I remembered the other detail about Drakon's crew.
They were the strongest pirates in the world. They raided the richest kingdoms. They had literal mountains of treasure.
But they were always "broke."
Why?
Because they had the financial literacy of a hamster.
They spent money on ridiculous things. They threw away treasure because it was heavy. They bought cursed items that exploded.
That's why they were always fighting. They had to keep raiding just to buy food because they wasted everything else.
These idiots, I thought, my eyelids growing heavy. They are sitting on a fortune, but they live like hobos.
A spark lit up in my tiny brain.
I don't care about the Hero. I don't care about saving the world.
I just want one thing.
Retirement.
I want to buy a tropical island. I want a villa with AC (or magic cooling). I want to sleep on a bed made of money. And I want to do it all by the time I turn eighteen.

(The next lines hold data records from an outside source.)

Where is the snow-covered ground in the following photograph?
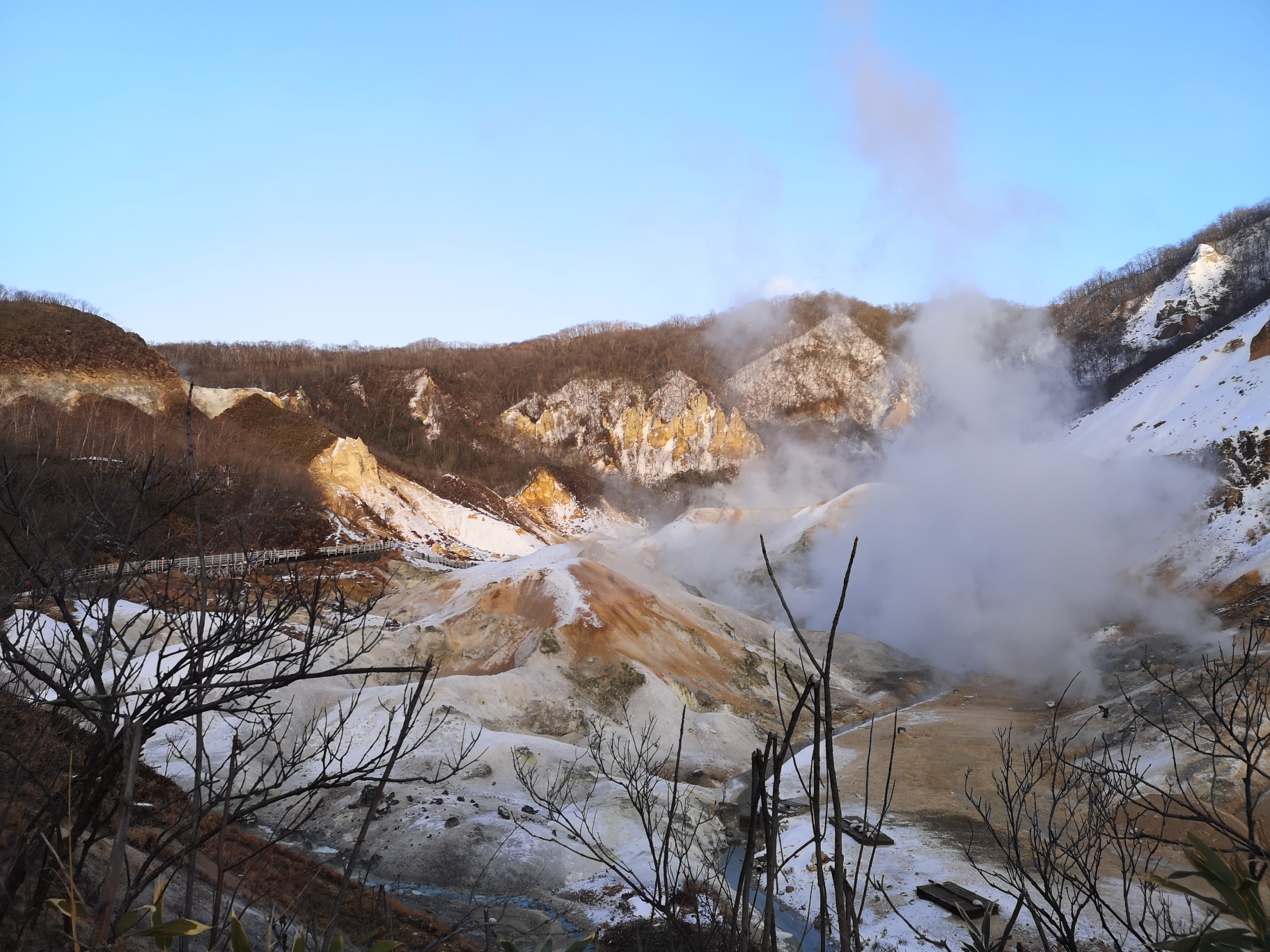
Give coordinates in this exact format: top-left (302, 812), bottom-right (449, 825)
top-left (1068, 302), bottom-right (1270, 582)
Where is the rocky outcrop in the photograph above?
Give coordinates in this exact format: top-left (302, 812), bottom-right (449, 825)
top-left (728, 314), bottom-right (913, 429)
top-left (0, 299), bottom-right (185, 416)
top-left (509, 470), bottom-right (643, 538)
top-left (407, 370), bottom-right (450, 442)
top-left (308, 438), bottom-right (542, 559)
top-left (1124, 245), bottom-right (1230, 349)
top-left (191, 387), bottom-right (287, 419)
top-left (501, 371), bottom-right (763, 485)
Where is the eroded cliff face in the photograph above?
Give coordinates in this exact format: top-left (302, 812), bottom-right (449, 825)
top-left (501, 371), bottom-right (763, 485)
top-left (508, 470), bottom-right (644, 541)
top-left (308, 438), bottom-right (542, 559)
top-left (407, 370), bottom-right (450, 442)
top-left (728, 314), bottom-right (916, 430)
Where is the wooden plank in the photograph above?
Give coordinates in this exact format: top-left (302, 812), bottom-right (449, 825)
top-left (842, 816), bottom-right (895, 847)
top-left (917, 881), bottom-right (999, 919)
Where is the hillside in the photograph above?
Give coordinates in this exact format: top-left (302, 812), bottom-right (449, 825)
top-left (155, 292), bottom-right (912, 502)
top-left (1050, 202), bottom-right (1270, 405)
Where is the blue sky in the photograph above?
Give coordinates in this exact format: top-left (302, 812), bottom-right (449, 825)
top-left (0, 0), bottom-right (1270, 344)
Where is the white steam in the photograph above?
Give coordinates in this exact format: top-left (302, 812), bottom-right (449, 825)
top-left (659, 293), bottom-right (1213, 679)
top-left (800, 294), bottom-right (1212, 675)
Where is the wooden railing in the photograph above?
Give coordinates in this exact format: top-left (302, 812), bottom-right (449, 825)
top-left (79, 539), bottom-right (475, 581)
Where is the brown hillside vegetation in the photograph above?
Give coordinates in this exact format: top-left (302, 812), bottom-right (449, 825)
top-left (0, 299), bottom-right (180, 387)
top-left (0, 692), bottom-right (475, 952)
top-left (0, 397), bottom-right (330, 562)
top-left (216, 393), bottom-right (336, 463)
top-left (1050, 200), bottom-right (1270, 402)
top-left (156, 292), bottom-right (912, 496)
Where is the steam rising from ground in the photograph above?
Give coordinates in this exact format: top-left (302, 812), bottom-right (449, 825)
top-left (650, 293), bottom-right (1212, 678)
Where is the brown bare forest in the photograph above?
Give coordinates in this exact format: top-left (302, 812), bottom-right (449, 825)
top-left (156, 292), bottom-right (912, 501)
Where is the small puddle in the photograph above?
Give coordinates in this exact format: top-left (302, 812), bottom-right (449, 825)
top-left (366, 876), bottom-right (587, 941)
top-left (724, 846), bottom-right (822, 952)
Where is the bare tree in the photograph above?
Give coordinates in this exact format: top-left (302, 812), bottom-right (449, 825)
top-left (0, 458), bottom-right (475, 944)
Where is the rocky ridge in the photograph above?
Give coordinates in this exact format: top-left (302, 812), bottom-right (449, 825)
top-left (501, 371), bottom-right (763, 485)
top-left (728, 314), bottom-right (917, 430)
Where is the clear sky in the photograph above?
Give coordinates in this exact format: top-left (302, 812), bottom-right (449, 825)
top-left (0, 0), bottom-right (1270, 344)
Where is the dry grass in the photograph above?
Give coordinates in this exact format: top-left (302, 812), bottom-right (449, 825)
top-left (0, 692), bottom-right (473, 952)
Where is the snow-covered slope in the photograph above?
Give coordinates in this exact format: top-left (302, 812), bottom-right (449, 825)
top-left (1124, 245), bottom-right (1230, 350)
top-left (1068, 302), bottom-right (1270, 582)
top-left (308, 438), bottom-right (542, 559)
top-left (1069, 303), bottom-right (1270, 458)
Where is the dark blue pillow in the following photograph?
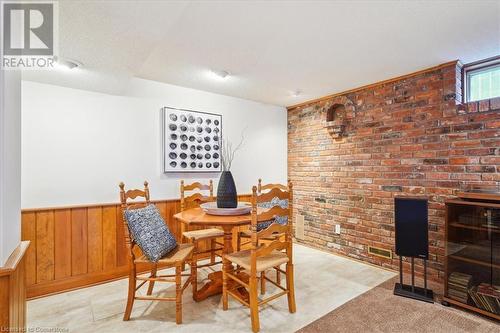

I looked at Drakon. Then at Isabella. Then at the crew.
They didn't need a warrior. They didn't need a mage.
They needed an Accountant.
And lucky for them, before I died, I was the manager of a very busy retail store. I knew how to pinch pennies. I knew how to audit.
I finished the milk, letting out a satisfied burp that made Isabella giggle.
Don't worry, Auntie Bella, I thought, closing my eyes as the food coma set in. I'm going to fix this ship. I'm going to make us so rich that we can buy the Hero's army and pay them to go away.
"She's falling asleep," Isabella whispered.
"Good," Drakon grunted, finally turning around. He poked my stomach gently. "She's full. Now... what do we do with it?"
"We raise her, you oaf," Isabella said softly, walking towards the cabin. "And we start by buying a crib. A gold one. With velvet lining."
No! My mind screamed as I drifted off. Not gold! Wood is cheaper! Invest the difference in stocks!
But the sleep was too strong. My first day as the Pirate King's daughter was over.
The first step is to survive. Second step is to monetize everything.